Vorerst sind die lieblichsten der sogenannten London cries vor dem Fenster vereint: ein Kehrichtsammler (Dustman) schreit aus: Dust ho! Dust ho! (Staub ho! Staub ho!), und läutet dabei seine Glocke; hinter ihm bietet ein Fischer seine Butten (flounders) mit einer Stentor-Stimme und mit einer eigenthümlichen Dehnung im Tone feil Flounda-a-a-a-rs! Ein Schweinschneider zu Pferde bläst mit besonderer Energie sein Horn; ein Pflasterer schwingt sein schweres Instrument, und läßt bei jedem Stoße den Ruf Ho (Haugh) ertönen; eine Schönheit vom Lande schreit im schärfsten Discant ihre Milch aus, Mi-i-i-u-lk (Milk) oder Belo-u-u-u-w (below). Außerdem wetzt ein Scherenschleifer das breite Hackemesser eines Schlächters mit solcher Gewalt, daß die Funken davon fliegen; die gellen Töne dieser Procedur erscheinen einem Hunde so lieblich, daß er mit seinem Geheul accompagnirt. Ein kleiner Franzose, an der Kleidung zur Genüge kennbar, rührt die Trommel und schreit dabei. Ein kleines Mädchen bewegt die Klapper, und ein Knabe, der sich übrigens auf der Straße wenig genirt, schleift einen schweren Ziegelstein hinter sich her. Beide haben gespielt; ein zerbrechliches Haus ist von ihnen erbaut worden, welches bald, durch Vorübergehende umgeworfen, den Lärm erhöhen wird, indem es die Schimpfreden der Kleinen und vielleicht die Antwort verursacht. Ireland erklärt übrigens, dies Haus sei durch ein besonderes Kinderspiel veranlaßt, und sagt hierüber: Dergleichen Häuser wurden von Orangenverkäuferinnen für Kinder errichtet, die eine Kugel hindurch rollen durften, wenn sie eine Kleinigkeit erlegt hatten. Rollte die Kugel hindurch, ohne die Wände zu treffen, so erhielten die Kinder eine Orange. Auch hält das kleine Mädchen auf einigen Abdrücken eine Kugel, die jedoch eben so wenig, wie die von den Kindern gepflanzte Allee, mit der Musik zu thun haben wird. – Neben dem kleinen [665] Mädchen steht eine zerlumpte und bettelnde Balladensängerin, welche mit ihrem schreienden Kinde ihren Antheil zum Concerte beiträgt, denn sie singt in kläglichen Tönen den Fall der Dame von Stande (The lady’s fall), vielleicht ihren eigenen. Ueber ihr stimmt ein Papagei mit ein.

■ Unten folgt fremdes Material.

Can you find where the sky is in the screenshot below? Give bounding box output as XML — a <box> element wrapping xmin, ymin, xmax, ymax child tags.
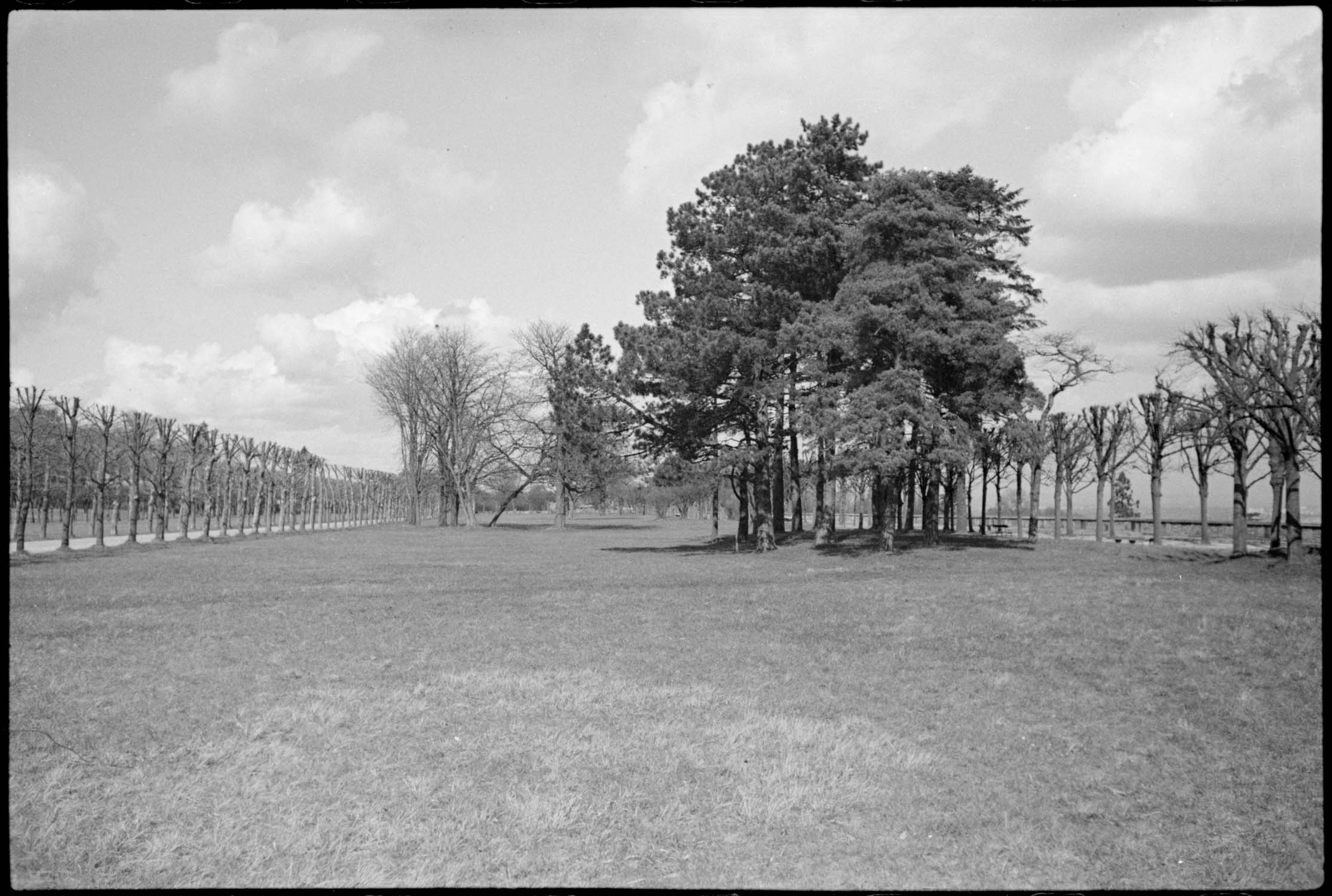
<box><xmin>7</xmin><ymin>4</ymin><xmax>1322</xmax><ymax>513</ymax></box>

Die Disharmonie ist aber noch nicht zu Ende. Dem Hause gegenüber, worin der arme Italiener gequält wird, wohnt ein Kupferschmied (Pewterer), dessen Hämmer sicherlich den Takt zu dem Concerte schlagen. Auf dem Dache desselben wehklagen zwei Katzen, und ein Schornsteinfegerjunge accompagnirt. Endlich läuten die Glocken auf dem Thurm im Hintergrunde bei einer festlichen Gelegenheit, welche die aufgesteckte Fahne andeutet. Der Thurm bezeichnet übrigens die Gegend der Stadt, in welcher dies merkwürdige Concert gehalten wird. Es ist der Thurm der S. Martins-Kirche, und die Gegend der Stadt S. Martin’s lane.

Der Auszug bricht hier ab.